週刊BCN 2011年03月28日vol.1376掲載

 人は、さまざまな場面でディシジョンメイキング(意思決定)が求められる。東日本大震災の被災地では、刻一刻と変わる状況下で数限りないディシジョンがなされた。今後は、復興に向けて多くのディシジョンを下し、少なからぬ打撃を受けるであろう経済の立て直しのフェーズに入る。中長期的にみれば、危機を乗り越えるための“経済の活力”が不可欠であり、このためには既存のビジネスの延長線上ではない“起業”が必要だ。

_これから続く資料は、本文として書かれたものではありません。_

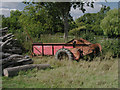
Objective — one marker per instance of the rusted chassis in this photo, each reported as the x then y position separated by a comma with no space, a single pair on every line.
78,48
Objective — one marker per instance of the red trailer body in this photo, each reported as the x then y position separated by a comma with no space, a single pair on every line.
78,48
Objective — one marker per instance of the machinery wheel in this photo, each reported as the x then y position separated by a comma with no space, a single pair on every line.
63,54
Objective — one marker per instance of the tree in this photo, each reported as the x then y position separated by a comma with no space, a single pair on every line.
12,22
110,24
63,10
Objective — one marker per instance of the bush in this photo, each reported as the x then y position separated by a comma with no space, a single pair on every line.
111,45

 本書は、起業家がどのような状況でディシジョンメイキングを行い、ビジネスを伸ばしたのか、その実例が克明に記されてある。例えば、本書に登場するIT商材系のネット通販で株式上場まで果たしたストリームの劉海涛社長のケース。劉氏は当時、勤めていた亜土電子工業が経営不振の危機に陥り、結果的に起業する選択を迫られた。亜土電子工業が経営していたパソコンショップ「T・ZONE」は、経営母体が転々とした後、2010年末までに撤退している。劉氏は、亜土電子工業時代、海外事業を主体とした仕事をしていたが、経営立て直しのため事業そのものがリストラの候補に挙がっていた。まさに目の前に迫った危機により、劉氏は同事業を引き継ぐ承諾を得たのちに起業へとディシジョンメイキングをした。

 ドトールコーヒーの鳥羽博道名誉会長、アドウェイズの岡村陽久社長CEOなど、本書では7人の起業家にフォーカスを当てている。これからのディシジョンメイキングに役立つ良書だ。(寶)


『ディシジョンメイキング起業家育成プロジェクトPart1』
東出浩教、大久保秀夫共著 ワンプルーフ刊(1600円+税)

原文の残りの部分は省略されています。